Richard Prince’s “New Portraits” qualifies as a form of expression because the exhibition in its entirety works to express the artist’s desire to highlight American culture’s evolving conception of what a portrait is and to comment on what this evolution says about modern America.
Furthermore, it appears that Mr. Prince’s fair use defense against any claims Ms. Moss could allege concerning advertisements, trade, and merchandising would succeed in court. The advertisements using Ms. Moss’ likeness were directly related to the exhibition and were done so in order to raise awareness of the exhibition and to increase attendance at the museum so that an already protected work of artistic expression could be seen by more people.

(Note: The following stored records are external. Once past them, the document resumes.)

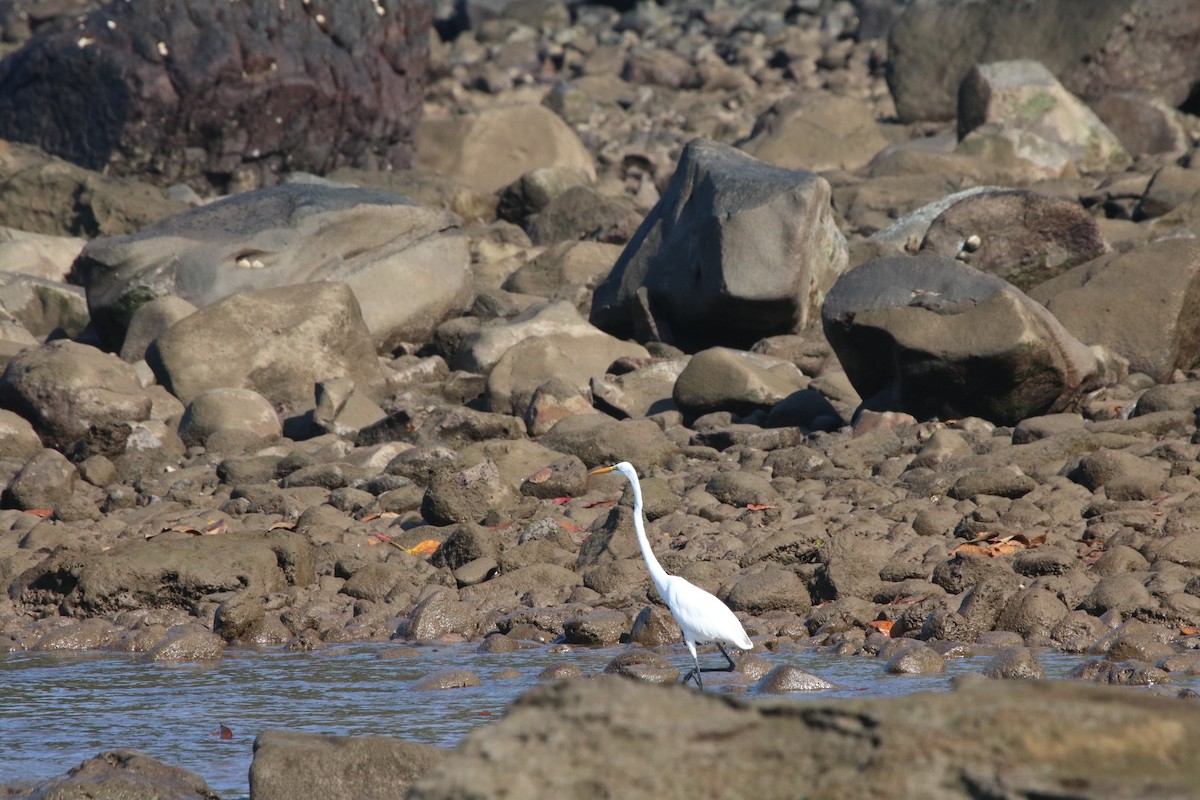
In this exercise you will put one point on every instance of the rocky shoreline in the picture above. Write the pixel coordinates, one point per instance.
(903, 343)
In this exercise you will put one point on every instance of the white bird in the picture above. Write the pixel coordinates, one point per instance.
(702, 618)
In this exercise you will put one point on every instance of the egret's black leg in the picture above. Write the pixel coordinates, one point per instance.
(694, 673)
(727, 657)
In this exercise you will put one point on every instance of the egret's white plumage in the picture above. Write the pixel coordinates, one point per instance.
(702, 618)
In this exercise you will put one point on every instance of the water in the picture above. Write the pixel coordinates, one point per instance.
(60, 709)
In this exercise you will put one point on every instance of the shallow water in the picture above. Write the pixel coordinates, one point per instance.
(60, 709)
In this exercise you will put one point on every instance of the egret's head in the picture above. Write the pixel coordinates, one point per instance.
(624, 468)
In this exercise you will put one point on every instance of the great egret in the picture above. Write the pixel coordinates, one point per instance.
(702, 618)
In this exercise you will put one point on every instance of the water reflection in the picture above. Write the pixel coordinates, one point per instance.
(60, 709)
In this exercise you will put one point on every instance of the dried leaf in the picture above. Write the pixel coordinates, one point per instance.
(971, 547)
(425, 547)
(883, 626)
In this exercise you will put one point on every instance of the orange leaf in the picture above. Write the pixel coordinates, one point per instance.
(883, 626)
(425, 548)
(971, 547)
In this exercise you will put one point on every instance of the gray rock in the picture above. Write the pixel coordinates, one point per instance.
(467, 542)
(124, 774)
(679, 726)
(465, 146)
(1141, 305)
(84, 635)
(583, 212)
(1032, 613)
(1021, 101)
(569, 358)
(773, 589)
(599, 627)
(292, 763)
(643, 665)
(563, 265)
(65, 388)
(1092, 55)
(654, 626)
(192, 643)
(229, 414)
(1125, 593)
(1021, 236)
(45, 481)
(277, 342)
(645, 391)
(599, 440)
(723, 379)
(687, 266)
(18, 440)
(815, 131)
(742, 489)
(785, 679)
(438, 614)
(532, 192)
(287, 235)
(916, 660)
(1143, 121)
(936, 338)
(1014, 662)
(466, 495)
(149, 322)
(447, 679)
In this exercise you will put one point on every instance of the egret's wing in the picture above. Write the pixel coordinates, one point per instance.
(702, 617)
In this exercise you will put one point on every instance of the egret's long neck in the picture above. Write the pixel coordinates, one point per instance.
(658, 575)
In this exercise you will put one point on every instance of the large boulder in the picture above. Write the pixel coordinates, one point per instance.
(168, 571)
(1021, 101)
(1144, 305)
(1092, 47)
(568, 358)
(1000, 739)
(1021, 236)
(49, 196)
(491, 149)
(936, 338)
(277, 342)
(191, 90)
(295, 764)
(815, 132)
(65, 388)
(406, 268)
(115, 774)
(735, 251)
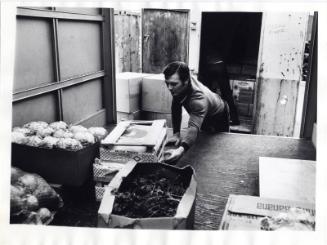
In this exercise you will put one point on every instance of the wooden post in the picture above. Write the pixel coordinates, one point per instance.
(109, 83)
(279, 72)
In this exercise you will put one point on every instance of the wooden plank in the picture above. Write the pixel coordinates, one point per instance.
(109, 84)
(229, 164)
(279, 72)
(127, 42)
(152, 137)
(165, 38)
(60, 114)
(276, 107)
(115, 134)
(96, 119)
(291, 179)
(47, 88)
(42, 13)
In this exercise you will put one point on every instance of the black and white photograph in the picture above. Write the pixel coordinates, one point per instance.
(138, 117)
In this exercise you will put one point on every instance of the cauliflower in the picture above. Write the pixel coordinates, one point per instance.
(67, 143)
(28, 181)
(16, 191)
(49, 142)
(34, 141)
(63, 134)
(35, 126)
(19, 138)
(15, 174)
(44, 214)
(77, 128)
(31, 202)
(25, 131)
(17, 204)
(84, 137)
(43, 132)
(58, 125)
(98, 132)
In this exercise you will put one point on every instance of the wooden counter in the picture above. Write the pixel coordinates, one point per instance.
(225, 164)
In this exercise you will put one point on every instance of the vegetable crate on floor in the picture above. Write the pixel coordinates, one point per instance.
(103, 173)
(141, 141)
(149, 196)
(57, 166)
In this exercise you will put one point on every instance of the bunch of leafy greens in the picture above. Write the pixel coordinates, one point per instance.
(149, 195)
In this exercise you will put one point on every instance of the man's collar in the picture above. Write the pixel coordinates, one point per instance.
(186, 93)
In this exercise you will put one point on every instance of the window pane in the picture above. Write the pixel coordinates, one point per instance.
(33, 58)
(91, 11)
(82, 101)
(42, 108)
(79, 48)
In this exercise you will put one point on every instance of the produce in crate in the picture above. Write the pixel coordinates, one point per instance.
(32, 199)
(57, 135)
(63, 133)
(293, 219)
(149, 195)
(49, 142)
(98, 132)
(58, 125)
(35, 126)
(84, 137)
(34, 141)
(68, 143)
(19, 138)
(44, 132)
(25, 131)
(77, 128)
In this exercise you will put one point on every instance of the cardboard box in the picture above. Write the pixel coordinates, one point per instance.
(128, 91)
(249, 70)
(243, 91)
(57, 166)
(148, 147)
(245, 212)
(155, 94)
(147, 115)
(184, 218)
(124, 116)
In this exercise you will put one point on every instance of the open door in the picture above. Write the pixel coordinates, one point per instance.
(165, 38)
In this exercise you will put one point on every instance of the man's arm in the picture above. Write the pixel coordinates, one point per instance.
(197, 115)
(176, 116)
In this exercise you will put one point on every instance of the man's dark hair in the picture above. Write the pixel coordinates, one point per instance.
(177, 67)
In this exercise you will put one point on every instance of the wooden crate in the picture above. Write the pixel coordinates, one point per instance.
(148, 148)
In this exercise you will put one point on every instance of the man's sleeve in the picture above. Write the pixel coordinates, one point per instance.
(197, 114)
(176, 116)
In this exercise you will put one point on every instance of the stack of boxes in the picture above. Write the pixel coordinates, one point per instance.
(243, 94)
(137, 141)
(128, 95)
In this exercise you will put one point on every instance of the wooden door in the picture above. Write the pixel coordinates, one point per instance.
(127, 41)
(279, 72)
(165, 38)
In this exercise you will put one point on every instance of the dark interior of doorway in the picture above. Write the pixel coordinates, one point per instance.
(233, 38)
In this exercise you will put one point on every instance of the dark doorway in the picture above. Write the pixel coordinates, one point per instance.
(230, 44)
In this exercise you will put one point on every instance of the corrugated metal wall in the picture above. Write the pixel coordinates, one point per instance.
(59, 70)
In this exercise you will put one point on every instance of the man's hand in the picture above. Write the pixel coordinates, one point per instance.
(172, 155)
(174, 140)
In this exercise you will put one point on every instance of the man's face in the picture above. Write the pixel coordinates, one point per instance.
(175, 85)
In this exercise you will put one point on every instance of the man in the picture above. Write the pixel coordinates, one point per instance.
(206, 109)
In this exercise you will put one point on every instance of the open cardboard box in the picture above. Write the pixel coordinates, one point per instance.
(183, 219)
(245, 212)
(56, 166)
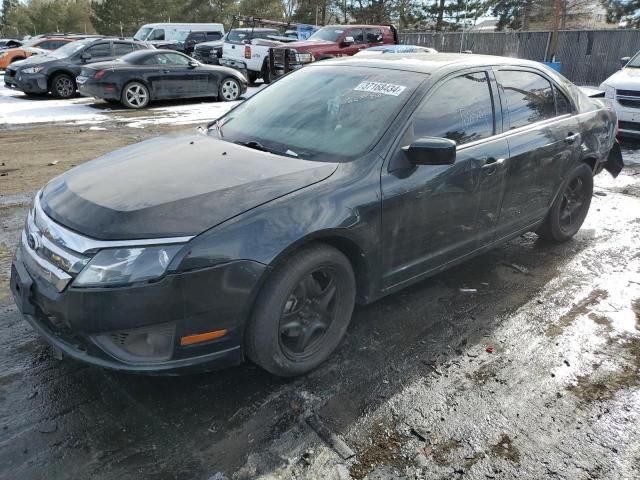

It has been shown that in many cases, once an artistic expression is given protection of the First Amendment and thereby granted the “newsworthiness and public concern exemption” then to profit off of such artwork does not diminish the protection and exemption it possessed originally. Lastly, since the merchandise uses the artistic expression in its entirety, it will most likely be considered exempt from the right of privacy following the same train of thought used for advertisement and trade. Overall, Ms. Moss should not bring any claims against Richard Prince at this time.